10. Hukuk Dairesi 2015/15316 E. , 2017/4004 K.
"İçtihat Metni"Mahkemesi :İş Mahkemesi
Dava, itirazın iptali istemine ilişkindir.
Mahkemece, ilâmında belirtildiği şekilde davanın kabulüne karar verilmiştir.
Hükmün, davacı Kurum avukatı tarafından temyiz edilmesi üzerine, temyiz isteğinin süresinde olduğu anlaşıldıktan ve düzenlenen raporla dosyadaki kağıtlar okunduktan sonra işin gereği düşünüldü, aşağıdaki karar tespit edildi.
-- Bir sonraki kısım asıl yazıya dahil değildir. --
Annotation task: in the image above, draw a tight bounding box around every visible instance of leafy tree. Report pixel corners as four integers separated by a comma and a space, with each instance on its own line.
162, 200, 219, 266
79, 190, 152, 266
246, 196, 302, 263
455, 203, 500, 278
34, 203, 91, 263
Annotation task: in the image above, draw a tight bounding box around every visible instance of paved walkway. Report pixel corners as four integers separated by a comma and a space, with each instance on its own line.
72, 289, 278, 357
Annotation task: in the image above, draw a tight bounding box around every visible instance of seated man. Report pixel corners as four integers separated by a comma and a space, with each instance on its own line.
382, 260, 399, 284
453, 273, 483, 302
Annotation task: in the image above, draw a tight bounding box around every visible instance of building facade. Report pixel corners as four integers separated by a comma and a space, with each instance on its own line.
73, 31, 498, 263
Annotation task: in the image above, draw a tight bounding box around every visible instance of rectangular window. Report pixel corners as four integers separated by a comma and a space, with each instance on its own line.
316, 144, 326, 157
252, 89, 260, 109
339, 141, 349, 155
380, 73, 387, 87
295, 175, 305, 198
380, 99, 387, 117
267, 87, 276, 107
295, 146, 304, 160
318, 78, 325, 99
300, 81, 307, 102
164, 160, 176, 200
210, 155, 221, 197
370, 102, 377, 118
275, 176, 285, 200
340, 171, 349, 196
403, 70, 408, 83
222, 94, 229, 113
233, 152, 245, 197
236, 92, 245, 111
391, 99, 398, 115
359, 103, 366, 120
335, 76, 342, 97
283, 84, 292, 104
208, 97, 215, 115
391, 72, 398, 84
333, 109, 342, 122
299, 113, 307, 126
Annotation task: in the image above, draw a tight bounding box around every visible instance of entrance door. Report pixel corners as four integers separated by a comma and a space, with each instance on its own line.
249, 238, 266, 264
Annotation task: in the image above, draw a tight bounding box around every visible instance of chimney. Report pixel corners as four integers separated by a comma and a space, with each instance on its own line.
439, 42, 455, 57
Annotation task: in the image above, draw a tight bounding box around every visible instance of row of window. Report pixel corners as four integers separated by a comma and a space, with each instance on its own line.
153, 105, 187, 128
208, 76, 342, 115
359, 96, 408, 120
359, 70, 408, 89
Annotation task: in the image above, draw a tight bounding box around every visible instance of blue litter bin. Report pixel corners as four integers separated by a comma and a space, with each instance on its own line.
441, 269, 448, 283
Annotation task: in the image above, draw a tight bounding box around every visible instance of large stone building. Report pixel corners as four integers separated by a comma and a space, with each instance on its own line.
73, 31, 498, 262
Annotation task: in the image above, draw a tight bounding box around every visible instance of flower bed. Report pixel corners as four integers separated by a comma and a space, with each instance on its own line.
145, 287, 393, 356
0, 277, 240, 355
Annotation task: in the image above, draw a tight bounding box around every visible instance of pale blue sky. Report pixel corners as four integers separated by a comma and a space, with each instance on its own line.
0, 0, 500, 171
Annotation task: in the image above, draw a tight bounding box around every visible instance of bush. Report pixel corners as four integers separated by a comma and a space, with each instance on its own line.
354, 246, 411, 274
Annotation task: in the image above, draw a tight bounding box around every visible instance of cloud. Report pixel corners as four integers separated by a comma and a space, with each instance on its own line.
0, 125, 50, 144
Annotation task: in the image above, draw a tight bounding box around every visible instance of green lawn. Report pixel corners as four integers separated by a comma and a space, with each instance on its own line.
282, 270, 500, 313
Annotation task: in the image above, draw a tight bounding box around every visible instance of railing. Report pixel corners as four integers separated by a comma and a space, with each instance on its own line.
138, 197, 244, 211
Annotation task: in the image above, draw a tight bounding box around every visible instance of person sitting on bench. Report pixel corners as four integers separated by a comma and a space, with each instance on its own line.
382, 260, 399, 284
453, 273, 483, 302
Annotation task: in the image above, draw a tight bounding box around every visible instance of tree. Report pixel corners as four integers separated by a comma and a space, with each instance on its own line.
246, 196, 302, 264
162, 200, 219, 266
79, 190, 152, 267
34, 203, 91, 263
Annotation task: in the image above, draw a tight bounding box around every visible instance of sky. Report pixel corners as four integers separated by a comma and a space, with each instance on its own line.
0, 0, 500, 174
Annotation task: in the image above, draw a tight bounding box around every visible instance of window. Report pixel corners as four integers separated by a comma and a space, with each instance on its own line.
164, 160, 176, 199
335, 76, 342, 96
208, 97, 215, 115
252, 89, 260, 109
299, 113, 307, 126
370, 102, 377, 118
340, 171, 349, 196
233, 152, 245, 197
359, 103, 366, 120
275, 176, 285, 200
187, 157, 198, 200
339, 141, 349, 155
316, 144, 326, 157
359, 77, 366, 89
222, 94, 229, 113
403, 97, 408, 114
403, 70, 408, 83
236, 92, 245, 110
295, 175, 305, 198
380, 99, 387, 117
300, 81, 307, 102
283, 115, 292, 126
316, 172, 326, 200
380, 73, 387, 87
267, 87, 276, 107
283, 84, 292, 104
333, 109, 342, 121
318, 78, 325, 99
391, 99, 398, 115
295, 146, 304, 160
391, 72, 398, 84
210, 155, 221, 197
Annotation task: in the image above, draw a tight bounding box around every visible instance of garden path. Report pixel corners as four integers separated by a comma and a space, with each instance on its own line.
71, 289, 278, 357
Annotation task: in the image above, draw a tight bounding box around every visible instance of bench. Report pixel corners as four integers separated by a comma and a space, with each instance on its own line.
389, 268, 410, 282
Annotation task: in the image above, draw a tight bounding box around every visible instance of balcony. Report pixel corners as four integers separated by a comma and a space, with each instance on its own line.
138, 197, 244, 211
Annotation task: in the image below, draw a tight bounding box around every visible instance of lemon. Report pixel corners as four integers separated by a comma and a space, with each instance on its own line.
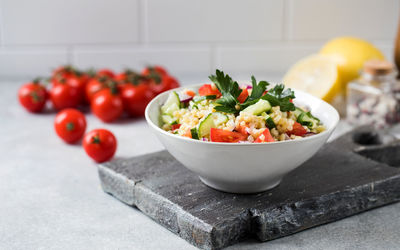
283, 54, 341, 102
319, 37, 385, 86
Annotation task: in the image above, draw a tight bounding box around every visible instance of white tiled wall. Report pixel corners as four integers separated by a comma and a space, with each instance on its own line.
0, 0, 400, 83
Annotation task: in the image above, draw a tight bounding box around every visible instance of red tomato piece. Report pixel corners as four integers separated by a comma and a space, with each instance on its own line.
254, 128, 275, 143
238, 89, 249, 103
199, 84, 221, 98
85, 77, 110, 103
237, 127, 249, 136
54, 109, 86, 143
185, 90, 196, 97
210, 128, 247, 143
18, 80, 48, 113
171, 124, 181, 131
83, 129, 117, 163
286, 122, 307, 136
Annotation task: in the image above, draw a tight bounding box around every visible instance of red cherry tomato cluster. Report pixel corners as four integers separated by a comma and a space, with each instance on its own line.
18, 66, 179, 122
54, 108, 117, 163
18, 66, 179, 162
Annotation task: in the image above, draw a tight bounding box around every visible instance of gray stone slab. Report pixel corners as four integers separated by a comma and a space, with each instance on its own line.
99, 132, 400, 249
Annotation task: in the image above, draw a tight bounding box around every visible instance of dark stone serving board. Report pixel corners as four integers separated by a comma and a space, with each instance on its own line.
99, 129, 400, 249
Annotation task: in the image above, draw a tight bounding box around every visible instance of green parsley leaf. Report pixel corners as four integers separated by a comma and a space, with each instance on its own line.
209, 69, 242, 113
240, 76, 269, 109
261, 84, 296, 112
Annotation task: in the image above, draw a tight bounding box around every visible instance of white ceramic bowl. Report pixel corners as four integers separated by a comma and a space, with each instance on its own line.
145, 85, 339, 193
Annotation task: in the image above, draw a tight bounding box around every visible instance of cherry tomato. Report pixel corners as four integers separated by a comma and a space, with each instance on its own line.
122, 84, 154, 116
65, 75, 87, 103
286, 122, 307, 136
91, 86, 124, 122
254, 128, 275, 143
199, 84, 221, 97
54, 109, 86, 143
50, 83, 81, 110
85, 77, 109, 103
96, 69, 115, 78
238, 89, 249, 103
83, 129, 117, 163
142, 65, 168, 77
210, 128, 247, 142
18, 80, 47, 113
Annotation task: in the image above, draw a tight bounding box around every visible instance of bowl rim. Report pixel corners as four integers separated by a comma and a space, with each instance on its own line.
145, 82, 340, 147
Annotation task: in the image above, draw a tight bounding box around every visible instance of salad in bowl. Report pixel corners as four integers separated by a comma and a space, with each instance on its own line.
145, 70, 339, 193
160, 70, 325, 143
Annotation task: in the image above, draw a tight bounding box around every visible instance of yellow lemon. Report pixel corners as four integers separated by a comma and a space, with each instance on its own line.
320, 37, 385, 86
283, 55, 341, 102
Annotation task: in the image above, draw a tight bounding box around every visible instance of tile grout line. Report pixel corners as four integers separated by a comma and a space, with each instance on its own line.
0, 0, 4, 48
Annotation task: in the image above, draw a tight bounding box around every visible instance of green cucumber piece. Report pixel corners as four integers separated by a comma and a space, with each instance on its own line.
189, 101, 199, 109
161, 91, 181, 115
261, 112, 276, 129
293, 107, 304, 118
199, 112, 228, 137
161, 115, 177, 125
242, 99, 271, 115
297, 112, 319, 129
193, 95, 217, 103
190, 128, 199, 140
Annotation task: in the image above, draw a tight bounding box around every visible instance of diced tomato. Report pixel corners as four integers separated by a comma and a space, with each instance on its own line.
238, 89, 249, 103
237, 127, 249, 136
199, 84, 221, 97
286, 122, 307, 136
210, 128, 247, 142
171, 124, 181, 131
185, 90, 196, 97
183, 129, 192, 138
254, 128, 275, 143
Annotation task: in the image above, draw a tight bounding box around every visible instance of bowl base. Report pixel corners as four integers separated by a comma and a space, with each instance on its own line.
199, 176, 282, 194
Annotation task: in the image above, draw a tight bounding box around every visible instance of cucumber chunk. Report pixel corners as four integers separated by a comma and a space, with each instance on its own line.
242, 99, 271, 115
261, 112, 276, 129
161, 115, 177, 125
293, 107, 304, 119
161, 91, 181, 115
297, 112, 319, 129
198, 112, 228, 137
193, 95, 217, 103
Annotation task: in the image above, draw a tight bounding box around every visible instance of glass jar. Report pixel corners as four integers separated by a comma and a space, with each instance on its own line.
347, 60, 400, 129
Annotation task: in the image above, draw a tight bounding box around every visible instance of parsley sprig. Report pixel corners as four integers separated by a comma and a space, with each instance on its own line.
208, 69, 242, 113
209, 69, 295, 113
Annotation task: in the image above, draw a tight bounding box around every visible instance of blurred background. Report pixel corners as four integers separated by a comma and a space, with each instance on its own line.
0, 0, 399, 85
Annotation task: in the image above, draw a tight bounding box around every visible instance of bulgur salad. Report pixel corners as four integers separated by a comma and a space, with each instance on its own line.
160, 70, 325, 143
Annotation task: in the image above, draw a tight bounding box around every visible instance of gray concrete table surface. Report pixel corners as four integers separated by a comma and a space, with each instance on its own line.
0, 81, 400, 250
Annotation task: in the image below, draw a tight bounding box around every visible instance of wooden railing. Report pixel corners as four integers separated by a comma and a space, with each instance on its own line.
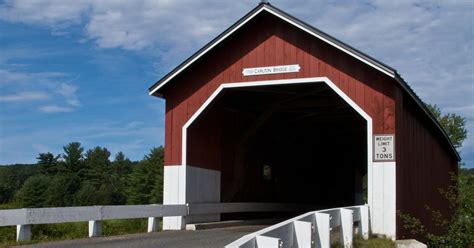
226, 206, 369, 248
0, 203, 308, 241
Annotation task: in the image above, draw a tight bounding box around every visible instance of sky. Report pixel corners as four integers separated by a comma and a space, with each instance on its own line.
0, 0, 474, 167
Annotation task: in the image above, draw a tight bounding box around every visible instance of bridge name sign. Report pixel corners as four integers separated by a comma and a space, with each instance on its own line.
242, 64, 301, 76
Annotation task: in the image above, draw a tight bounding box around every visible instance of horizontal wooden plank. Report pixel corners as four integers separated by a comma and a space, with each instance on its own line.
189, 202, 311, 215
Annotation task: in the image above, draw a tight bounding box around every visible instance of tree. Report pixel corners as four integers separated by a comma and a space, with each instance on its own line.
127, 147, 164, 204
44, 173, 79, 207
112, 152, 133, 175
16, 175, 51, 208
426, 104, 467, 149
84, 146, 111, 188
36, 152, 60, 175
62, 142, 84, 173
398, 105, 474, 247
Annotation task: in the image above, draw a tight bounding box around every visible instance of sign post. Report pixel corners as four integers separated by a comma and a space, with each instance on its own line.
374, 134, 395, 161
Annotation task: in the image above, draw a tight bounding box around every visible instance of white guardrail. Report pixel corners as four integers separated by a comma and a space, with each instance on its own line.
226, 205, 369, 248
0, 203, 308, 241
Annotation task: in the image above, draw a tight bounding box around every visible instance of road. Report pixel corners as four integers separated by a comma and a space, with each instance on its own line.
19, 225, 266, 248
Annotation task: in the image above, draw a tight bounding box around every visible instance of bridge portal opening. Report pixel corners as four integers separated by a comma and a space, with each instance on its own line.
187, 82, 368, 219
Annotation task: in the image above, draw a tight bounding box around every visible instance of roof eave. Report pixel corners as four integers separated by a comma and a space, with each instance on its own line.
395, 71, 461, 161
148, 3, 395, 96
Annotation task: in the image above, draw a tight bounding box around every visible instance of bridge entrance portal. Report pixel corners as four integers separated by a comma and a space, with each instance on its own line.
183, 81, 371, 219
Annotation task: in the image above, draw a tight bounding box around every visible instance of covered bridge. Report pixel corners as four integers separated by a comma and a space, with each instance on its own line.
149, 3, 460, 238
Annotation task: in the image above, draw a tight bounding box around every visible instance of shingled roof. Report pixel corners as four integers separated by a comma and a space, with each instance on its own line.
148, 2, 461, 161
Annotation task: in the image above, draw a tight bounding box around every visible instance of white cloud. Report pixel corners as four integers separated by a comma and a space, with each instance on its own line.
0, 0, 474, 165
0, 69, 81, 113
57, 83, 81, 107
0, 91, 49, 102
38, 105, 74, 113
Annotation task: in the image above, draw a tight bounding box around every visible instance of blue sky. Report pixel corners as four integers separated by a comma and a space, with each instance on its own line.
0, 0, 474, 167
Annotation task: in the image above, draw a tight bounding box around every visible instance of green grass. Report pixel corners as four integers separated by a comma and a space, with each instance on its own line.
331, 238, 395, 248
0, 219, 147, 247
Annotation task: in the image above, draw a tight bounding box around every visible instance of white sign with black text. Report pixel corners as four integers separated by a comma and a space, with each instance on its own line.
374, 134, 395, 161
242, 65, 301, 76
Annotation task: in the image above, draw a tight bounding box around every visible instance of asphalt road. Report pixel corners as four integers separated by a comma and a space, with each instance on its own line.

Davacının, dava açmada hukuki yararının bulunması dava şartlarından olduğu gibi temyiz Kanun yoluna başvuracak olan tarafın da temyiz yoluna başvuruda hukuki yararının bulunması gerekir. HMK 361/2. fıkrasında "Davada haklı çıkmış olan taraf da hukuki yararı bulunmak şartıyla temyiz yoluna başvurabilir" düzenlemesi vardır.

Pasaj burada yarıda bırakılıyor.